EuGH

Fehlende Widerrufsbelehrung: Kunde muss Elektroinstallateur nicht bezahlen

Veröffentlicht: 22.05.2023 | Geschrieben von: Melvin Louis Dreyer | Letzte Aktualisierung: 24.05.2023
Mann mit offenem Portemonnaie und anstatt Geld - ein trauriges Gesicht.

Die allermeisten Online-Händler kennen das Prinzip Widerrufsrecht ganz gut. Allerdings ist das Thema nicht nur für den Online-Handel relevant, sondern kann auch in ganz anderen Branchen handfeste Auswirkungen haben. So etwa in einem Fall, der kürzlich beim EuGH zur Vorabentscheidung lag: Ein Verbraucher hatte mit einem Unternehmen einen Vertrag über die Erneuerung der Elektroinstallation seines Hauses geschlossen. Die Leistung wurde erbracht, die Rechnung geschickt; die Zahlung des Kunden allerdings blieb aus.

Stattdessen widerrief er den Vertrag – das Unternehmen hatte den Vertrag nämlich außerhalb seiner Geschäftsräume geschlossen, zugleich aber vergessen, den Kunden über das Widerrufsrecht zu belehren.
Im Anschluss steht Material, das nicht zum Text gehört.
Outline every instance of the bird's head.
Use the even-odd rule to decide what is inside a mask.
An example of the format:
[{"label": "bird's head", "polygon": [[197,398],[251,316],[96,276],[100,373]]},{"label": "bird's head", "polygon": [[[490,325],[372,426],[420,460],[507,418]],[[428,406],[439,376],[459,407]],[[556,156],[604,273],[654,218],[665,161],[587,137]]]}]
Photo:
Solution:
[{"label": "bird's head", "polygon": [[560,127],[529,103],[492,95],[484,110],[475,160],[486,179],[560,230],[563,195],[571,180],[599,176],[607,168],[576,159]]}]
Verhängnisvoller Weise, denn ein Anspruch auf Vergütung bestand so nicht mehr, und auch Wertersatz soll es laut der Entscheidung des EuGH nicht geben (Urteil v. 17.05.2023, Rs. C-97/22). 

Kein Wertersatz bei fehlender Belehrung trotz Leistungserbringung? Gericht fragt nach

Fehlt eine Widerrufsbelehrung dort, wo sie angezeigt wäre, kann das diverse Konsequenzen haben: So wird etwa die 14-tägige Widerrufsfrist nicht in Gang gesetzt, innerhalb derer Verbraucher sich üblicherweise vom entsprechenden Vertrag lösen können. Stattdessen haben Verbraucher dann in vielen Fällen ganze 12 Monate und 14 Tage Zeit. Immerhin: Kommt es dann zum Widerruf, kann der Verkäufer die jeweilige Ware grundsätzlich immerhin zurückfordern, wobei der Kunde ebenfalls seine Leistung zurückerhält.  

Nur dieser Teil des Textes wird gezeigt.